Elvia, Marta, and Enrique now occupy a three-bedroom Habitat Guatemala house in the heart of the city of Quetzaltenango. When they aren’t working, Elvia’s two other sons, Brandon (17) and Carlos (25), also live with them. Despite the dense city landscape, their home is quiet. “We feel safer now that we have a fenced in property,” says Elvia. “Before, it wasn’t. Enrique can play with Coloche, our dog, who won’t run out into the street and be hit by a car.”
As she speaks, Enrique pantomimes his grandmother’s descriptions. When discussing their old house, his face droops into a frown and shakes his head.

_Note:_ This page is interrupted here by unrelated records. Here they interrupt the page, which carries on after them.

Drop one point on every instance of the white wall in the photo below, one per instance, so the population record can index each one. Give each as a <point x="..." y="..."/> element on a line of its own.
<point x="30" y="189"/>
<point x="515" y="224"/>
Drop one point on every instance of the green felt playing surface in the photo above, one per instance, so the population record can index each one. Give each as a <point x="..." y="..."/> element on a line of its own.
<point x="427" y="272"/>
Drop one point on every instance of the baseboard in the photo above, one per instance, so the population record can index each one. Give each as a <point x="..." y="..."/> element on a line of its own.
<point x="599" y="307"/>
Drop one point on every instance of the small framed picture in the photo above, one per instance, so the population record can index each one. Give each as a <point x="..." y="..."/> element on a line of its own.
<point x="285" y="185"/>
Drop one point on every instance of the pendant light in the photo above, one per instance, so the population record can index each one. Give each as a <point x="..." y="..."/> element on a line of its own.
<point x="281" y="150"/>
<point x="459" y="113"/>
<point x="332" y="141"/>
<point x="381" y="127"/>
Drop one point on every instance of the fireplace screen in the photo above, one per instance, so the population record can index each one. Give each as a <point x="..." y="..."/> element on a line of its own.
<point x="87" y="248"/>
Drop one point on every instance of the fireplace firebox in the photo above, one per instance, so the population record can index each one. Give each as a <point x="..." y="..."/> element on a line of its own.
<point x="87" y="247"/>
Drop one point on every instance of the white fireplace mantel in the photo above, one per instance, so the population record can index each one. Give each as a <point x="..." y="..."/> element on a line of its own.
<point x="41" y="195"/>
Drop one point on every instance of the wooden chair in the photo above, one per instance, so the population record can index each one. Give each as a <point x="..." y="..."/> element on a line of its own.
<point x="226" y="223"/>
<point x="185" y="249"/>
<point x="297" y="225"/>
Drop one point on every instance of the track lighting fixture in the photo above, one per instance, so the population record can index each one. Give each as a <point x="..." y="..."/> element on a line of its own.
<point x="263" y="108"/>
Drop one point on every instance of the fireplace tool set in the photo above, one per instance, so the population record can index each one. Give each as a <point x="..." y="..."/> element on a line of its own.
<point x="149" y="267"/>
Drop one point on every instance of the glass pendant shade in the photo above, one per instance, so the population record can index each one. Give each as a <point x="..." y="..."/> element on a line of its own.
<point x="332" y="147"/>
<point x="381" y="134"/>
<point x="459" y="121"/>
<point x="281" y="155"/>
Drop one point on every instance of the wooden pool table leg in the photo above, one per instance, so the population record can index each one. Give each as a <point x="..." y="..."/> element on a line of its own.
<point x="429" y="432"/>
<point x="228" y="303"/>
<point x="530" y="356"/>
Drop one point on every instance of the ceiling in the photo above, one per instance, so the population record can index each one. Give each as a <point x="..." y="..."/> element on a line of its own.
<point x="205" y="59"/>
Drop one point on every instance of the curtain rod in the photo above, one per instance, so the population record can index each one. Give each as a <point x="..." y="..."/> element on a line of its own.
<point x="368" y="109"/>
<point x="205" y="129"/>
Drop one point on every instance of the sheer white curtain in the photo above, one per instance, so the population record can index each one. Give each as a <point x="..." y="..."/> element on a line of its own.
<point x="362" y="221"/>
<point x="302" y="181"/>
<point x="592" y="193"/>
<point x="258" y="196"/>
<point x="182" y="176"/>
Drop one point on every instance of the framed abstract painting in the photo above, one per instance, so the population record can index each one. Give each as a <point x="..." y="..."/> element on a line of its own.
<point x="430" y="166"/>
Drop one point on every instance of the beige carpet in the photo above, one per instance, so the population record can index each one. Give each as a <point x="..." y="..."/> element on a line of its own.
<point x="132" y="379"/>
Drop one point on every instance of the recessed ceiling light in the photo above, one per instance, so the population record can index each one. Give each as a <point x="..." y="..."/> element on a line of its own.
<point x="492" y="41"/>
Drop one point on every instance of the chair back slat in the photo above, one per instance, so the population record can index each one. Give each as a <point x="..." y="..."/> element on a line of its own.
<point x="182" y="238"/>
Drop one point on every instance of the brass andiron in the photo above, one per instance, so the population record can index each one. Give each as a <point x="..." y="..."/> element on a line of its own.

On mention of their new home, he breaks out into a wide toothed grin and claps his hands to his cheeks.
Marta adds, “There is more space for us to walk with confidence. We painted our house with the colors that we wanted, which we couldn’t do before.”
Having more space has afforded their family greater opportunities that would have been impossible in their previous living conditions. During lunch hours, Elvia operates a comedor, or informal eatery, from the kitchen of her new home. Neighbors who live nearby can drop in and enjoy hot dishes made fresh from her kitchen.
Their family remembers the group of international volunteers that came to help build with them fondly. “The group were great collaborators. They loved to joke around. Some spoke Spanish,” remarks Marta.
Looking through photos on her phone, Elvia chuckles. “I remember when we were playing with the wheelbarrow, and they decided to carry me around in it.” She shows us the phone. A volunteer grins at the camera while Elvia lounges in the wheelbarrow, her laughter caught in the moment. She smiles. “It was a beautiful experience, to share with them, I couldn’t have expected anything like this. We have tremendous gratitude for everything that they did. We send our prayers.”
As for plans for her house, Elvia tilts her head thoughtfully. Finally, she says, “We keep going, little by little.”